Mounet-Sully : Polyeucte est plus amant que chrétien, l'interprète et le sens du personnage

Publié le par Maltern



Mounet-Sully 1841-1916

dans l'Œdipe Roi de 1881




Mounet-Sully : Polyeucte est plus amant que chrétien, l'interprète et le sens du personnage

 

[La Revue d'art Dramatique, dans une de ses livraison de 1912, donne un compte rendu d'une conférence donnée dans le cycle des conférences du Théâtre d'Application, (la Bodinière). Mounet-Sully, 1841-1916, est le tragédien de la belle époque. Il joue aussi bien les jeunes premiers romantiques Hernani, Ruy-Blas que les grands rôles du répertoire tragique, ( il jouera 300 fois Œdipe roi de Sophocle !). Il joue souvent avec Sarah Bernhardt. Son triomphe public n'empèche que certains critiques lui reprochent un jeu d'une fougue romantique qui va jusqu'aux effets mélodramatiques outrés...il divise... Il reprendra souvent Polyeucte qu'il jouera jusqu'à 70 ans et qui fut son dernier rôle. La thèse qu'il développe dans le texte suivant est nettement Diderot du Paradoxe : il s'agit bien de « jouer de cœur » et non de tête froide. Le second intérêt est de montrer l'importance de l'interprétation dans la compréhension du personnage. Polyeucte «est bien plus encore amant que chrétien » et s'il brise les idoles c'est parce que son amour pour Pauline est déçu] 

On trouve les stances de polyeucte au lien suivant Corneille : Les stances de Polyeucte : [Le problème du monologue au théâtre]

"[...] M. Mounet-Sully a exposé la façon dont il comprend le personnage de Polyeucte. Il a commencé par établir de quel travail préparatoire l'étude d'un rôle doit être précédée.

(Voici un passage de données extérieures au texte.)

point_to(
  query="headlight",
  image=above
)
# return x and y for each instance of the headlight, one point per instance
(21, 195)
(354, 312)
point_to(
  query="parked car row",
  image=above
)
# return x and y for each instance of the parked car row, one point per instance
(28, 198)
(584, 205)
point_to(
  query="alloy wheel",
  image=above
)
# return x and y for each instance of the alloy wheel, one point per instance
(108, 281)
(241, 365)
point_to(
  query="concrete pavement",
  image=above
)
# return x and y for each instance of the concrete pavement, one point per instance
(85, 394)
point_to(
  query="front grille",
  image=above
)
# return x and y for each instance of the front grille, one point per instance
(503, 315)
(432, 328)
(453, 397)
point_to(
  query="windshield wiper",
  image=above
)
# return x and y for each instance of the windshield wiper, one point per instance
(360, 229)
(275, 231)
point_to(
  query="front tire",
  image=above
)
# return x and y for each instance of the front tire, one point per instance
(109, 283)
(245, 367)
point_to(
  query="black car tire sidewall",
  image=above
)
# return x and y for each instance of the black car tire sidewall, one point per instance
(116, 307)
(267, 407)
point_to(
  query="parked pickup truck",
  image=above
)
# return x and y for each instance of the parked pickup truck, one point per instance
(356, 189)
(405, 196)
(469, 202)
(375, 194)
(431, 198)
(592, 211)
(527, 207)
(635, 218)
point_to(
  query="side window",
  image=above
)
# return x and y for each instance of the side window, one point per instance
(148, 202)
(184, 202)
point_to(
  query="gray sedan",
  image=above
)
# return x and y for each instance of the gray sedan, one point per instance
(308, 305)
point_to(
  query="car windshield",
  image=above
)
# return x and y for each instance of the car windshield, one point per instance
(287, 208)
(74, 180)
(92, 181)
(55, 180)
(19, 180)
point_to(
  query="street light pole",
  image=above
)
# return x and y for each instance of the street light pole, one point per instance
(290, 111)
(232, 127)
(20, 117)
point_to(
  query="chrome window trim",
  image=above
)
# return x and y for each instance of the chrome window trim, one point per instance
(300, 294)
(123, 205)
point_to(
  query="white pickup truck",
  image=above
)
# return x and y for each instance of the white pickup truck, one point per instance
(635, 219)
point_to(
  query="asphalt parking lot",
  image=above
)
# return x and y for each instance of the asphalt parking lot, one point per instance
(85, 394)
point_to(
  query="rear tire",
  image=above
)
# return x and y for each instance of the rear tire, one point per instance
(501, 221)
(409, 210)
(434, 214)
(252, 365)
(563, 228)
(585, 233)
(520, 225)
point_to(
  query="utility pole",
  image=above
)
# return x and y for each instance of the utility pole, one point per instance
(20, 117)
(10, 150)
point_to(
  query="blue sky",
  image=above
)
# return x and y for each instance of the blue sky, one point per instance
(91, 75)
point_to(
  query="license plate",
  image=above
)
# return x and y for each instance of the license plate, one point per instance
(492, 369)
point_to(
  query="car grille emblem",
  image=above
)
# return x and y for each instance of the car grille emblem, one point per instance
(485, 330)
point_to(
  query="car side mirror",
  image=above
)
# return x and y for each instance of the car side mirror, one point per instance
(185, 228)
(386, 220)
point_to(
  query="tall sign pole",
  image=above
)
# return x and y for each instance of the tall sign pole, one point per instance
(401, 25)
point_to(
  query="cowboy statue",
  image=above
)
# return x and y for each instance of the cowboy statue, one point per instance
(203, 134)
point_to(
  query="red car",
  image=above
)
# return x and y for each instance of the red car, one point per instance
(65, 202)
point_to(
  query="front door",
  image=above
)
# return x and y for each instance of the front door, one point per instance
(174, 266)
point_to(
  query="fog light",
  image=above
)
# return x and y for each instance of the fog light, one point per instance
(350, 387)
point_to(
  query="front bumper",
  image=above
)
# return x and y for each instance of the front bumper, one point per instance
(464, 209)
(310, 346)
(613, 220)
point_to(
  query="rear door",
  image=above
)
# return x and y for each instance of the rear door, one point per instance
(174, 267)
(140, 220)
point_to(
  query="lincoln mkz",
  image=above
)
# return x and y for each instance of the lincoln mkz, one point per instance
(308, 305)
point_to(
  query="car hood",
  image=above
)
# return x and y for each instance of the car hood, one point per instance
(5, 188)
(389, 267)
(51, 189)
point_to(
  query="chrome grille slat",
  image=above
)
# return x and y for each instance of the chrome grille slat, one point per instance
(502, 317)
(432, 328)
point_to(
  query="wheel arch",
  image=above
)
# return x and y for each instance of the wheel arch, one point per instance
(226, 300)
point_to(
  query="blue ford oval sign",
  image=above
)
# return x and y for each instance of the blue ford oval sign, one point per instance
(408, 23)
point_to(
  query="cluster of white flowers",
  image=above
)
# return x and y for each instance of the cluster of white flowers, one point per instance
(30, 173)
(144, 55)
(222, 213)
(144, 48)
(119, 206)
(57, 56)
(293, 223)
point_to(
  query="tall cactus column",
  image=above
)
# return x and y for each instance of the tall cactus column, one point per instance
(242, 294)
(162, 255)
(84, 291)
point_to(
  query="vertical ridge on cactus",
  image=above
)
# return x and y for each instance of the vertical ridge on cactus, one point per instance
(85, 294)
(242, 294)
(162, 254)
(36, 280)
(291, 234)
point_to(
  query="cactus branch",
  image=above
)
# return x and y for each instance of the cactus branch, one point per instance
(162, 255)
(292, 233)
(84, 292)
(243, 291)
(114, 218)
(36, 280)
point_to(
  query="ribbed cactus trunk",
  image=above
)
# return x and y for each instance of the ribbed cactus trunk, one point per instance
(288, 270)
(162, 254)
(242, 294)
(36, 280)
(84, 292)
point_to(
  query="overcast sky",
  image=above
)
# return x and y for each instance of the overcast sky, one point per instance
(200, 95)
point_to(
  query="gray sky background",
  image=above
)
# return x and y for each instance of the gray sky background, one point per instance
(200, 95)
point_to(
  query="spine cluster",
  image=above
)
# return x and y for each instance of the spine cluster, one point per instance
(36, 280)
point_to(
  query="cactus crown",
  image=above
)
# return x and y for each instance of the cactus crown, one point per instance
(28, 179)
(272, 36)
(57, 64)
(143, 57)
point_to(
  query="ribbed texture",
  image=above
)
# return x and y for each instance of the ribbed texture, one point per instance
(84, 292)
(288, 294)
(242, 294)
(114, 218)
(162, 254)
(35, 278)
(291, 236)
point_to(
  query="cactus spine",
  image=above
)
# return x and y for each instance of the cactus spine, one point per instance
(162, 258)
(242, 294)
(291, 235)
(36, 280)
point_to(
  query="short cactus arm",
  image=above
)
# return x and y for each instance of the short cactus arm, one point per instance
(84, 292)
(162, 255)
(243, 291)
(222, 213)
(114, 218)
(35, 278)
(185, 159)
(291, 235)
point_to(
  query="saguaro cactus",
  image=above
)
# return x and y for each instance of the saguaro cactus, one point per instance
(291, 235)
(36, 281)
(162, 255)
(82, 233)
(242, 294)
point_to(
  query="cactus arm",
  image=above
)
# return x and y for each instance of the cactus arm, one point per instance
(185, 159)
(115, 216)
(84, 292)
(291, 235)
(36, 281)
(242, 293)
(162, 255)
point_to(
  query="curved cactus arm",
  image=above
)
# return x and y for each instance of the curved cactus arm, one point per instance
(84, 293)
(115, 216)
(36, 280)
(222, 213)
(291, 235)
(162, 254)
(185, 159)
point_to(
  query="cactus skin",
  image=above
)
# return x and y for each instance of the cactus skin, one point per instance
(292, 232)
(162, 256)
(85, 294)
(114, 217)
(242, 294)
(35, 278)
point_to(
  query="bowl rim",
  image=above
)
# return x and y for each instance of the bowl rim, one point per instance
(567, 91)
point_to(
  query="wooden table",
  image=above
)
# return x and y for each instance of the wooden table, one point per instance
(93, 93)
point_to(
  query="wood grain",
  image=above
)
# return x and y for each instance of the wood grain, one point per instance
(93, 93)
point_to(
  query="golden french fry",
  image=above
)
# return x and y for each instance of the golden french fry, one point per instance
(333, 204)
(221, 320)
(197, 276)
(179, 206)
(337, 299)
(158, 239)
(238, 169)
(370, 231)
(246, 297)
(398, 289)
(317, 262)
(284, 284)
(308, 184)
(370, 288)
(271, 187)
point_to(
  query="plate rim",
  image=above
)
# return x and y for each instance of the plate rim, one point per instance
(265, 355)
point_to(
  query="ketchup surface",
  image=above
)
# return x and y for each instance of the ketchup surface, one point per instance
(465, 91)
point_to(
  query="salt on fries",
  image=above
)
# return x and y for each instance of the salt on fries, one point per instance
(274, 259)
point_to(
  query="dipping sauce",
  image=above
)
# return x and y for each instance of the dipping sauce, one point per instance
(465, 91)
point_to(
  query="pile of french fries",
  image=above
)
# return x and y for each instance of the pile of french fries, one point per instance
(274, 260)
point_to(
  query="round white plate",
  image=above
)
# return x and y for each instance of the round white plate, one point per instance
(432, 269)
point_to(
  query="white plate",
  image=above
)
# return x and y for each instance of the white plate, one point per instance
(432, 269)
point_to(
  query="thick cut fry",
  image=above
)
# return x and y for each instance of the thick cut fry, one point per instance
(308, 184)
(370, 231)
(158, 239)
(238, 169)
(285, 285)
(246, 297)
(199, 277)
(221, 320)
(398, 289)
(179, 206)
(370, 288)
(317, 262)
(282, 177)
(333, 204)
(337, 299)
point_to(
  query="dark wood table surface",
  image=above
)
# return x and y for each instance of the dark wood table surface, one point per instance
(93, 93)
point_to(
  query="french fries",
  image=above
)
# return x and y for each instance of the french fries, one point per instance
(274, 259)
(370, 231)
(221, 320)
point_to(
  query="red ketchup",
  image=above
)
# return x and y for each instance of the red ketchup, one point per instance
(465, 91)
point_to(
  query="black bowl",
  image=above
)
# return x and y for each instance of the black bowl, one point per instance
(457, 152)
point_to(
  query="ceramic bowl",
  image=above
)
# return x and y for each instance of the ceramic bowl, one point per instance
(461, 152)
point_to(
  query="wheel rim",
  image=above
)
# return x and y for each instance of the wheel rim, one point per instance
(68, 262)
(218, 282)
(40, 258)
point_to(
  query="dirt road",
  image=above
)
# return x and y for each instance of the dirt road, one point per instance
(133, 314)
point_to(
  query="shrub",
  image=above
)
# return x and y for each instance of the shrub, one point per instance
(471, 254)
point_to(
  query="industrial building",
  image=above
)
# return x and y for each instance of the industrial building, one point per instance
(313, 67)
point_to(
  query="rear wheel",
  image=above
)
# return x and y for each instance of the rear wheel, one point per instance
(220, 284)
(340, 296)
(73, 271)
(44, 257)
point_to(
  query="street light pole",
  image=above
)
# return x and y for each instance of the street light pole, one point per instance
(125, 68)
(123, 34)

Une connaissance générale de la pièce est d'abord nécessaire; puis l'artiste doit examiner l'œuvre en critique et tâcher de saisir l'esprit de l'auteur. Quand ce travail est terminé, celui de l'acteur commence. Il peut procéder par « imitation » en rendant les côtés du personnage qui rentrent dans son propre caractère ou son propre tempérament, ou bien par « assimilation », en se pénétrant des sentiments que l'auteur a voulu donner à son héros. Cette dernière façon de comprendre un rôle est celle du véritable artiste.

C'est à Bergerac, sa ville natale, que M. Mounet-Sully entendit pour la première fois un tragédien. Ce tragédien était Ballande ; les vers qu'il disait étaient les stances de Polyeucte. La profonde impression que M. Mounet-Sully ressentit en écoutant ces vers décida de sa vocation. Il ne put pourtant aborder le théâtre que quinze ans plus tard. Malgré son admiration pour Polyeucte, ses débuts eurent lieu dans un rôle plus brillant, celui d'Oreste. A cette époque, il ne voyait plus Polyeucte sous le même jour qu'autrefois, et il ne le revit plus jamais tel qu'il l'avait conçu d'abord.


M. Mounet-Sully n'est pas satisfait de l'idée qu'on se fait généralement de Polyeucte. L'interprétation qu'il en donne lui paraît bien plus « humaine. » L'amour tient dans cette pièce beaucoup plus de place qu'on ne croit ; c'est l'amour qui est le sujet de la tragédie; Polyeucte est bien plus encore amant que chrétien; il n'a de zèle pour la religion que lorsque son amour est déçu. Il s'est laissé conduire au baptême par complaisance pour son ami Néarque ; quand il revient de la cérémonie, on ne voit pas qu'il soit bien changé ; il parle d'aller au temple avec des païens; il veut même y emmener Pauline, ce qui prouve qu'il n'a pas alors l'intention de faire un esclandre en brisant les idoles. Il faut, pour éveiller son fanatisme, la maladresse de Pauline, l'insistance qu'elle met à parler de Sévère à son mari. Polyeucte conçoit des soupçons, s'aperçoit qu'il n'est pas aimé et finalement s'en va au temple briser les faux dieux parce qu'il a absolument besoin de briser quelque chose. L'ardeur de ce nouveau zèle est tellement exaltée qu'elle déconcerte Néarque. Des conciles avaient blâmé chez les chrétiens cet emportement de foi qui les portait à troubler les cérémonies païennes; M. Mounet-Sully trouve dans ce blâme un argument en faveur de sa thèse. Polyeucte n'accomplit pas un acte religieux en renversant les idoles.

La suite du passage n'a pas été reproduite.